The study found that about one in 168 toddlers who got the 12-month MMR shot was taken to hospital in the four-to-12-day period after getting the shot. While records indicate most were suffering from real symptoms of illness, such as fever, few were sick enough to require hospitalization.
The lead author of the study interprets the findings this way: The spike in hospital visits about a week after vaccination means the vaccine was doing its job. "This is the vaccine working," said Dr. Kumanan Wilson, a researcher with the Ottawa Hospital Research Institute who has done a number of studies looking at parental attitudes towards vaccination.
"It's expected and necessary. This is the immune system working."

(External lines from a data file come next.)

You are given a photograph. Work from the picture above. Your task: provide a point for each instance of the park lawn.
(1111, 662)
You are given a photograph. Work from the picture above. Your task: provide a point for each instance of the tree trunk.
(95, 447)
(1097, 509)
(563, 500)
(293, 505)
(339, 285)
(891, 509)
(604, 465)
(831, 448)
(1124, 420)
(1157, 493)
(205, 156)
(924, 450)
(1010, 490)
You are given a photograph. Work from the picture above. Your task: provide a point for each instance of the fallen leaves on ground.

The study was published Tuesday in the journal PLoS One, a journal of the U.S. Public Library of Science.
Flu-like symptoms common
The measles, mumps and rubella vaccine is made with live but weakened viruses. It's known that live-virus vaccines tend to induce more short-term reactions in the period after vaccinations than inactivated vaccines. Those reactions include fever and flu-like symptoms.
Wilson's team used administrative data in Ontario to study the question. They took data on more than 271,495 kids who got the 12-month shot and 184,312 children who got the MMR booster shot at 18 months and compared it to hospital visits data.
They found that in the period four to 12 days after the 12-month vaccinations — especially eight to 12 days after a shot —there was a spike in hospital visits for symptoms commonly seen after vaccinations. There was not a statistically significant increase in children being admitted to hospital as a result of those emergency department visits, however.
The same trend was not seen with the 18-month booster shot, but that was no surprise. The first exposure to the vaccine virus — the 12-month shot — would be expected to produce the greatest response, Wilson suggested.
Because they were working from data, not individual case reports, the researchers cannot say with certainty that reactions to the vaccination were what sent these children to the hospital. But the large sample size and the pattern seen is suggestive.
Wilson suggested more work may be needed on communicating to parents what to expect in a child who is getting the first shot of MMR vaccine at 12 months. "The MMR vaccine is a very important vaccine. Measles is a highly infectious condition and you need a highly effective vaccine. And it's been proven to be very safe. But we know that people are quite anxious about this vaccine," Wilson said.
There have long been claims the MMR vaccine is linked to autism but multiple studies have refuted that there is any association between the two.